The Goop saga has been hard to miss, but in case you’ve been hidden away under a rock (“earthing,” Goop would call it), here it is in a nutshell.

Goop is the brainchild of Hollywood A-lister Gwyneth Paltrow, who launched the company in 2008 to promote a series of health and wellness products. It grew into a big enterprise, worth about $250 million in 2018. But …

A cloud of negativity has troubled the sunshine-and-light-suffused company from the beginning. Skeptics have continuously taken on Goop’s product offerings and the claims that promote them: everything from aromatic stress treatments, healing stickers and medicine bags to jade eggs marketed as promoting vaginal health.
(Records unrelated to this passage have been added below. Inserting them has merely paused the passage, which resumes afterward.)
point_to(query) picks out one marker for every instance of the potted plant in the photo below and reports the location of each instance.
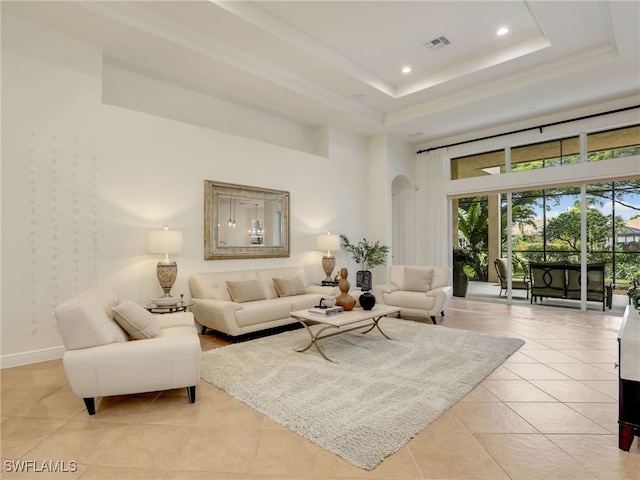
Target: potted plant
(368, 255)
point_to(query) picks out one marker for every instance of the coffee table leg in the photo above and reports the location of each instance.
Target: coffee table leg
(314, 340)
(375, 325)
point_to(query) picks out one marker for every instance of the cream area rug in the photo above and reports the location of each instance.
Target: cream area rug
(378, 396)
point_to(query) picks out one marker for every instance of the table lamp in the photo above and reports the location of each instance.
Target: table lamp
(328, 242)
(165, 242)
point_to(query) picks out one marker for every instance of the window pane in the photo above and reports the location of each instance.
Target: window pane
(620, 142)
(480, 165)
(546, 154)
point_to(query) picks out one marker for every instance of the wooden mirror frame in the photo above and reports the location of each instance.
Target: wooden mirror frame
(214, 249)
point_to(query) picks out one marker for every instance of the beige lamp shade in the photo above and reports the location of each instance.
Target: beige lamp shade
(165, 242)
(328, 242)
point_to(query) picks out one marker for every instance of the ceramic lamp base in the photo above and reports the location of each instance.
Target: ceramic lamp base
(167, 273)
(328, 264)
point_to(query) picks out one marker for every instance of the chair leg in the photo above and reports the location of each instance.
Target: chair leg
(191, 393)
(90, 403)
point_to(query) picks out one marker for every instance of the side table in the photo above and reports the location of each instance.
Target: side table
(178, 307)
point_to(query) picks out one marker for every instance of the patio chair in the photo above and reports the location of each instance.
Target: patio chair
(516, 283)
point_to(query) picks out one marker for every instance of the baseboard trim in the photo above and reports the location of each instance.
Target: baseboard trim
(33, 356)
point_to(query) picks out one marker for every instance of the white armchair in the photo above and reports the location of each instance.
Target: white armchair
(419, 290)
(102, 359)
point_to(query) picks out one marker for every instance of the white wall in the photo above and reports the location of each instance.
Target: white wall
(83, 182)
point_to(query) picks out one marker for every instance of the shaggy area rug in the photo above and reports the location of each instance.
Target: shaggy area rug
(378, 396)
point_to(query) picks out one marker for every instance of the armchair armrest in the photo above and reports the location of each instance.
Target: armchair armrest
(134, 366)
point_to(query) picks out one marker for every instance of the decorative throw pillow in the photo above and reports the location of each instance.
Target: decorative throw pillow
(418, 280)
(246, 290)
(135, 320)
(289, 286)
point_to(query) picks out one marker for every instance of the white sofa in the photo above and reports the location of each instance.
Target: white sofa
(257, 304)
(102, 359)
(419, 290)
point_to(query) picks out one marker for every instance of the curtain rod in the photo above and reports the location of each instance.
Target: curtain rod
(539, 127)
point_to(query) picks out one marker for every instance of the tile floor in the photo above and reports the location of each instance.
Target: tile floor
(549, 412)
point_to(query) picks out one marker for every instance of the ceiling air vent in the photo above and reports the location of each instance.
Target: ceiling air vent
(438, 43)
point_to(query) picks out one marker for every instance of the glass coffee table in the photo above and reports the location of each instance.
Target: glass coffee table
(355, 319)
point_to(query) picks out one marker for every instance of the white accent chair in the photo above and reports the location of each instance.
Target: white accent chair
(101, 360)
(419, 290)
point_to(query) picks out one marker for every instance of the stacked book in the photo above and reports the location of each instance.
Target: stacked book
(326, 311)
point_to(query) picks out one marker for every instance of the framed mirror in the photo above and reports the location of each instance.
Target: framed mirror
(245, 222)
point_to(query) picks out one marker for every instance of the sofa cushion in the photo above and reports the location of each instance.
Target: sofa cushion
(246, 290)
(289, 286)
(136, 321)
(418, 280)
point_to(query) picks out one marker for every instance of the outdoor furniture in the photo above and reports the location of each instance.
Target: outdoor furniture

We’ve reported on these troubles before. Concurrently, Paltrow’s public profile took a series of hits, earning her the reputation (fairly or not) of being an out-of-touch celebrity.

Bulldogs

Truth in Advertising, Inc. (TINA) took aim at Goop in the summer of 2017, building up a database of 50 of the company’s products and their related health claims. On top of that, the organization sent a missive to two California county district attorneys’ offices outlining the health claims and urging an investigation. TINA has taken it upon itself to monitor Goop’s activities, even going so far as to attend the June 2017 “In Goop Health” conference held in Los Angeles, where it gained additional information about some of Goop’s products.
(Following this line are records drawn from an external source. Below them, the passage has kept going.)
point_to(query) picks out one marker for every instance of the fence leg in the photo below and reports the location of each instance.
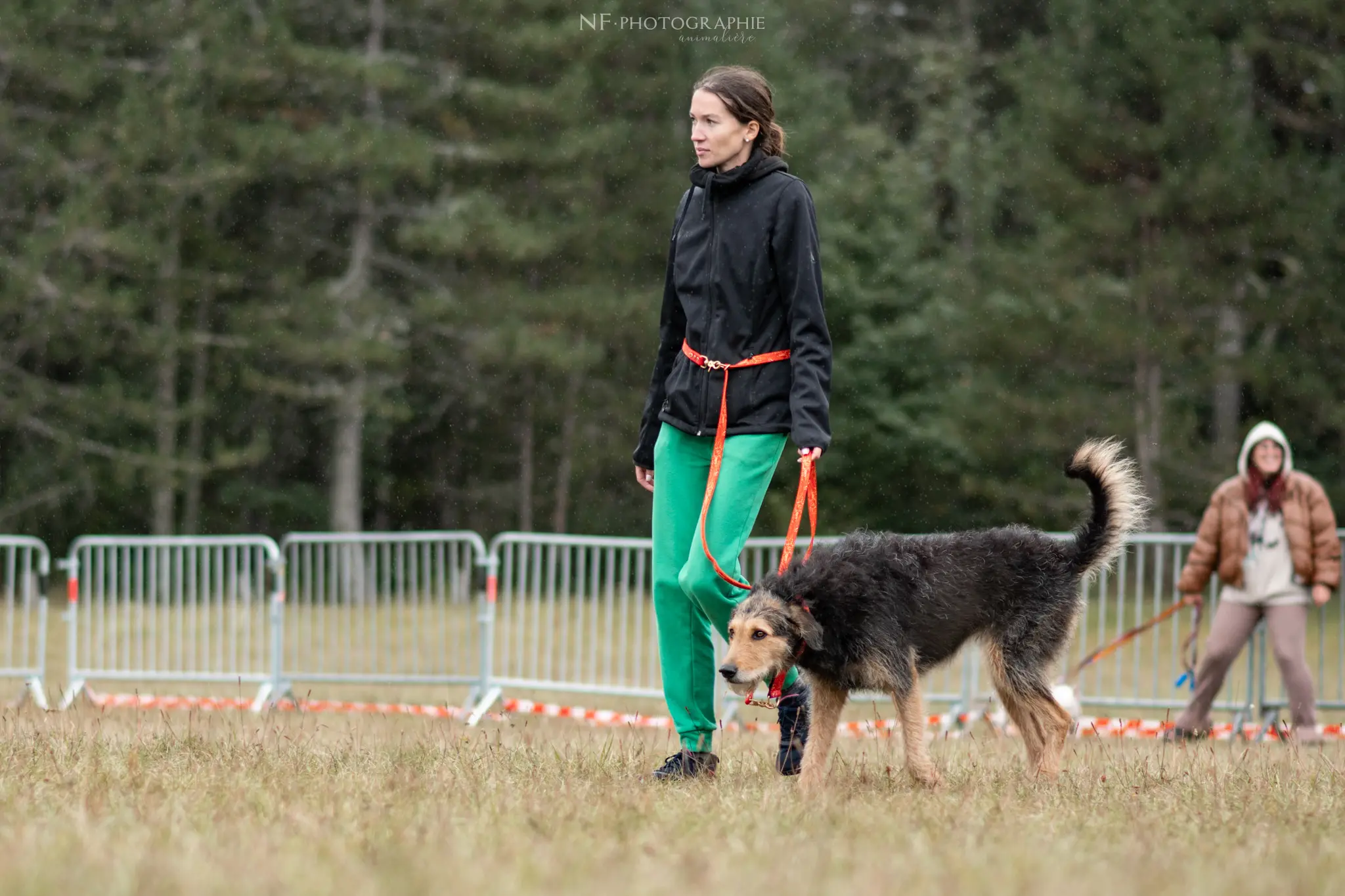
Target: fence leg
(272, 692)
(77, 688)
(485, 695)
(34, 691)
A year later, in June 2018, TINA alleged that Goop had mostly ignored its recommendations – the company had allegedly removed only 19 of the 50-plus claims made on the Goop website – in a second letter to the district attorneys. This time, a response was forthcoming.

The Takeaway

Ten California counties recently filed suit against Goop alleging unsupported medical claims in its product marketing, specifically as they related to the company’s Jade and Rose Quartz vaginal egg products. The parties reached a settlement in very short order in early September 2018. Among other things, Goop agreed to refrain, for five years, from marketing nutritional supplements and medical devices that have an effect on certain conditions, disorders or diseases, or that are otherwise marketed in a manner that is deceptive or inconsistent with federal Food and Drug Administration monographs, conditions of use and/or approvals. Goop also agreed to restrict nutritional supplement and medical device claims to those supported by competent and reliable scientific evidence in its possession that substantiates the claim prior to making the claim.
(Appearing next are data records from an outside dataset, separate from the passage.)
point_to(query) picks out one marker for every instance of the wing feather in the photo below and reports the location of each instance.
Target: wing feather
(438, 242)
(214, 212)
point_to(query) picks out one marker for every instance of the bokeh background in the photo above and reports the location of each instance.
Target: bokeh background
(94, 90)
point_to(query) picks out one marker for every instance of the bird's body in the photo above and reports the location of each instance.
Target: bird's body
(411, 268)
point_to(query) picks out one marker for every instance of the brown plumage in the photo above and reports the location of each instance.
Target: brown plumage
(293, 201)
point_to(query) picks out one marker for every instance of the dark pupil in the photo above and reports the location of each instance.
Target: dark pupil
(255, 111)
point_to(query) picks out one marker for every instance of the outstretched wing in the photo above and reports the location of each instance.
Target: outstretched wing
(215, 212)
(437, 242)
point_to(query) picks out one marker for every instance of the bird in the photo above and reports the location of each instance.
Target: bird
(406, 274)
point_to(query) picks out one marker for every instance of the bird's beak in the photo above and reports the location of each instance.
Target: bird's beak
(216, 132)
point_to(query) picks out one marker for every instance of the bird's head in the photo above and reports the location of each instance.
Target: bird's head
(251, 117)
The egg products are still available for purchase on the Goop website; however, Goop is required to pay full refunds to those who purchased its Jade and Rose Quartz Eggs between Jan. 12 and Aug. 31, 2017, which the California counties claim it marketed to “balance hormones, regulate menstrual cycles, prevent uterine prolapse, and increase bladder control.” Purchasers of Goop’s Inner Judge Flower Essence Blend – flower oil extracts that were billed as preventing depression – will receive a full refund as well.

Additionally, Goop is required to pay $145,000 in civil penalties and agrees to cease advertising products with medical benefits that are not supported by “competent and reliable scientific evidence.”

This is a good example of local authorities enforcing consumer protection laws, and California counties have been particularly active in this regard. Marketers should also take note of regulatory scrutiny of health and wellness claims and the heightened standard for substantiation that applies when such claims are made.